Please, Stop! Don't go, you say
But by that time I will be well on my way.
Traveling to where the water meets the shore
I will continue walking until I can't walk no more.
Into the waves you'll see me disappear.
There you'll stand with your deepest fear.
Your cries will be just echos carried by the wind
And there you will be with a heart in need of mend.









Release Me

In the dead silence I hear my heart pound
And feel its hard thump with each step that hits the ground.
The weight I carry has my knees buckling beneath me
But I must continue to move forward in order to be free.
I want to leave the sadness and hurt far behind
It is peace and happiness that I desire to find.

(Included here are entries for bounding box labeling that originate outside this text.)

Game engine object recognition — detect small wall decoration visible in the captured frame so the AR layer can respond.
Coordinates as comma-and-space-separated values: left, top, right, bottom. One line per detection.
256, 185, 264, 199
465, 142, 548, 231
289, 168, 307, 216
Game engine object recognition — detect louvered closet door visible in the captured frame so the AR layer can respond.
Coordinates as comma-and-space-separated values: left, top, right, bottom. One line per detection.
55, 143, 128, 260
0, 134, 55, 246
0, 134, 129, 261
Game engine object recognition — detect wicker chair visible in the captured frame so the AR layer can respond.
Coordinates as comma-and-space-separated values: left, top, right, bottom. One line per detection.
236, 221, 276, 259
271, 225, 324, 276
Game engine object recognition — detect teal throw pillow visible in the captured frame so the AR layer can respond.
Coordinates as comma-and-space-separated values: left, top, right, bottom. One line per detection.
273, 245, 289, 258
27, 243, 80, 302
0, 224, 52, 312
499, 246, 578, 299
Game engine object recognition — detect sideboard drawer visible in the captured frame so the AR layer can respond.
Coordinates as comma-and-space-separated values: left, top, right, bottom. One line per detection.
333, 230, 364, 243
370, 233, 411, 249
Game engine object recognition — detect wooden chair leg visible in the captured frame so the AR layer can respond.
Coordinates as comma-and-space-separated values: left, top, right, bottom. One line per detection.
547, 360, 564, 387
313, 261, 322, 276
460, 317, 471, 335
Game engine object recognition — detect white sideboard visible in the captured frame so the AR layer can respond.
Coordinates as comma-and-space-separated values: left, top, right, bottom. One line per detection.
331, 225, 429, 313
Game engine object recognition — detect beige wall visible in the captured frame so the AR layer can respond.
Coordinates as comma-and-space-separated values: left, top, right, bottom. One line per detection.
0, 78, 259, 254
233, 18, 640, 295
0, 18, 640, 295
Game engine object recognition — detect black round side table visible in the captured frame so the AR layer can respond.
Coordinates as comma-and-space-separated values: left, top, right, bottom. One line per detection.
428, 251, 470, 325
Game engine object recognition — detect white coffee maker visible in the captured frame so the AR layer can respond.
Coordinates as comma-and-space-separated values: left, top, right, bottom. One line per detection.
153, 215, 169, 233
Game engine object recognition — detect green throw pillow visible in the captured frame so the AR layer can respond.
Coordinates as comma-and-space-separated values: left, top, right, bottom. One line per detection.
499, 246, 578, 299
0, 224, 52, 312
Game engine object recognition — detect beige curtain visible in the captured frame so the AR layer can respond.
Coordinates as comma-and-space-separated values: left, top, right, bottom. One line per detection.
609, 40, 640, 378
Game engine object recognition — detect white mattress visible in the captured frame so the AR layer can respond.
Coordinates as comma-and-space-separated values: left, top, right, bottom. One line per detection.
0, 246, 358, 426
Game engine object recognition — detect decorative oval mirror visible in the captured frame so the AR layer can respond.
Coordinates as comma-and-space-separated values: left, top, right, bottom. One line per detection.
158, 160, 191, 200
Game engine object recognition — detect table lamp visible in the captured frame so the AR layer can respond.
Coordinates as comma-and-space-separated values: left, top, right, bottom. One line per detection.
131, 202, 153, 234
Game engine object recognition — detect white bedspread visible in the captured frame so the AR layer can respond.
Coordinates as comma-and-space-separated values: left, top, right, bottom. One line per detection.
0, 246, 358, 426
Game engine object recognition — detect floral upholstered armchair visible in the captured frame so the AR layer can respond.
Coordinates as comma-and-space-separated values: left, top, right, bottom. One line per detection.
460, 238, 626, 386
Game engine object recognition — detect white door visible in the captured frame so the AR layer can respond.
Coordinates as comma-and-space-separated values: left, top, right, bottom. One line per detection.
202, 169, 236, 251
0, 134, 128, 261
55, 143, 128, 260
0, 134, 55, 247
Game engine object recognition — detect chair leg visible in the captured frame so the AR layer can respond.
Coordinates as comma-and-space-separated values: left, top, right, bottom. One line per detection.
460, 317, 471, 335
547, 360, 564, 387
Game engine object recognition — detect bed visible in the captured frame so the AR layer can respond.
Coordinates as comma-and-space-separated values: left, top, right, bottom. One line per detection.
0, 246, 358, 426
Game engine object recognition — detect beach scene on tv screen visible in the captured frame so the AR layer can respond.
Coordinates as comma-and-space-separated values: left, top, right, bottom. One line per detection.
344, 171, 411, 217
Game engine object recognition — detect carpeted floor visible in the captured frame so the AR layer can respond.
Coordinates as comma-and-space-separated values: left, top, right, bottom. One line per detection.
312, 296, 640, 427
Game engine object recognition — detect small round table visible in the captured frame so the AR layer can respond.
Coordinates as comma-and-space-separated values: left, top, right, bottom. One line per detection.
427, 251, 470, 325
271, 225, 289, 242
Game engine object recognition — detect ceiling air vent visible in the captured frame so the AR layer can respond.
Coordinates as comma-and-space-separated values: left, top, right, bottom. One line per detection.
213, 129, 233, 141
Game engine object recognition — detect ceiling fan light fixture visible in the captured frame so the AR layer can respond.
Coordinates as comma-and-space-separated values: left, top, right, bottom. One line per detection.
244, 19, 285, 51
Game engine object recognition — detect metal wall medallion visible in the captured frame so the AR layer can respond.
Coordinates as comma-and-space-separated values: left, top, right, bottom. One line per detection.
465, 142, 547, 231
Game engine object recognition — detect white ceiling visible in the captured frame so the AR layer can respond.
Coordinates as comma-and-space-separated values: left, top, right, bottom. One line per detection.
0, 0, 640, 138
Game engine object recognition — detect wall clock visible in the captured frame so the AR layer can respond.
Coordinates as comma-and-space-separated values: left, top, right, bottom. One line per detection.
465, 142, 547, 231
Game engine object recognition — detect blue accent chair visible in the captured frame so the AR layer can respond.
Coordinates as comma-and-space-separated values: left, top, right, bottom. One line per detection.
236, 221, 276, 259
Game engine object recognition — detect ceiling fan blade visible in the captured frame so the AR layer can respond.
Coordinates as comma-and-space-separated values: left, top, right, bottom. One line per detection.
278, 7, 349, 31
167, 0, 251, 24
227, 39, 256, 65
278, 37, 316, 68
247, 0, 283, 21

How long must I travel?  How far must I go?
My soul is tired of searching for a better tomorrow.
One foot in front of the other, chin up, is the way I live
But I cannot find it within me to continue to give.
The ground beneath me is beginning to shake
I feel myself stumbling there’s not much more I can take.
Hold it together. You can’t be that way.
That’s the only thing I hear anyone say.
Who is the person I have become?
This is not me, I am not that one.
The break must come, Relief must arrive.
Because continuing on like this, I won’t survive.
I am reaching for help as I am being crushed.
Deeper into the dark I am being pushed.
Longing, Searching, Begging for peace.
Yearning for my soul to be released.